Jako pierwsi na prowadzenie wyszli zawodnicy Błękitnych. W 11. minucie po dośrodkowaniu z rzutu rożnego w polu karnym OKS-u najwyżej wyskoczył Daniel Gołaszewski i umieścił piłkę w siatce. Pięć minut później w polu karnym Błękitnych faulowany był Hubert Szramka, który jedenastkę zamienił na bramkę. Do końca pierwszej połowy przeważali zawodnicy, którzy tego dnia grali na własnym boisku. W 35. minucie Kamil Kępka wyłożył na 5. metr Gołaszewskiemu, ale ten nie potrafił skierować piłki do siatki. W następnej akcji sędzia spotkania podyktował rzut karny. Do piłki podszedł Szymon Chrzanowski i... jego strzał obronił Jakub Kanclerz. Pechowy egzekutor jedenastki próbował dobijać głową, ale jego strzał wyłapał bramkarz Stomilu.

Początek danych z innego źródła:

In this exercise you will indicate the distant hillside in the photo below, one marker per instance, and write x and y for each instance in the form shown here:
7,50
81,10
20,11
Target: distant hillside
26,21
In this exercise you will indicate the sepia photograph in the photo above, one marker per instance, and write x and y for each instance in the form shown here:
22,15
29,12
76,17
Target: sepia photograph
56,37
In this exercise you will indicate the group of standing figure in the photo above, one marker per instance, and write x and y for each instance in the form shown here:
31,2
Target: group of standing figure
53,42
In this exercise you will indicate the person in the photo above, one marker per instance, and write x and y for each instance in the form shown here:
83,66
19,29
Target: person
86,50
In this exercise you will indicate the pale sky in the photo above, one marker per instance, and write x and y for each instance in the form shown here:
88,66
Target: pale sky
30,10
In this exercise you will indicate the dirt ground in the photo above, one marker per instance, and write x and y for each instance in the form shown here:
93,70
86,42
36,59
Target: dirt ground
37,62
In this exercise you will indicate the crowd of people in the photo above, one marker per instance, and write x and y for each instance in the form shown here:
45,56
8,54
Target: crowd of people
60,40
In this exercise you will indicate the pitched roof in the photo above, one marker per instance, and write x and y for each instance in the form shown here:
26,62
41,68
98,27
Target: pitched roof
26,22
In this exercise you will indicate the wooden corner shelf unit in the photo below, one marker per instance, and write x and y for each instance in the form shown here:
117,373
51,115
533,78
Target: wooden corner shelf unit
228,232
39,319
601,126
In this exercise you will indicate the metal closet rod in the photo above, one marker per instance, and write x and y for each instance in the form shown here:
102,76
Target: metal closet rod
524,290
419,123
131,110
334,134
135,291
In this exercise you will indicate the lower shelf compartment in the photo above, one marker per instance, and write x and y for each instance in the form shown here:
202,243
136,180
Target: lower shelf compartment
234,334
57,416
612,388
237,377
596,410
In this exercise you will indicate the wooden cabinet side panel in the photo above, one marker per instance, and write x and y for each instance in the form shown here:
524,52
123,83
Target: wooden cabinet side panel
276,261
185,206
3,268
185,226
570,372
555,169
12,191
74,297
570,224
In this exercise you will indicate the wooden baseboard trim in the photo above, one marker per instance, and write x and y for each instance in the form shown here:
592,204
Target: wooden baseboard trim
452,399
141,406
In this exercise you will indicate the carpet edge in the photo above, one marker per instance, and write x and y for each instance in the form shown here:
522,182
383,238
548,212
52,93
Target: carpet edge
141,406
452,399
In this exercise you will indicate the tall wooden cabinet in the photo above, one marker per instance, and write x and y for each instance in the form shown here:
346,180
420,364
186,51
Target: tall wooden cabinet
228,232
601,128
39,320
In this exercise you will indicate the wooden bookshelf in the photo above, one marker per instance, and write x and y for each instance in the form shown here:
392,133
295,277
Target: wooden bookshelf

7 minut po wznowieniu na prowadzenie wyszedł Stomil. Wrzutkę Macieja Serbintowicza w polu karnym opanował Szramka, ale trafił w słupek, jednak tuż przed bramką odnalazł się wprowadzony w przerwie Bartosz Florek, który skierował piłkę do siatki. Nieoczekiwane prowadzenie olsztynian tylko napędziło młodą drużynę Pawła Głowackiego. Do sytuacji sam na sam doszedł Szramka, ale jego lob nad bramkarzem minął bramkę. Dużo ożywienia w ofensywie wniósł Florek, który raz po raz zagrażał obronie Błękitnych. W 70. minucie jego podanie powinien był zamienić na gola Łukasz Borkowski, ale nie trafił w piłkę. Pięć minut przed końcem spotkania wynik ustalił przepięknym strzałem prosto w okienko z 25 metrów Hubert Szramka.
Stomil odniósł niespodziewane zwycięstwo i po dwóch rozegranych meczach znajdzie się w czubie tabeli IV ligi.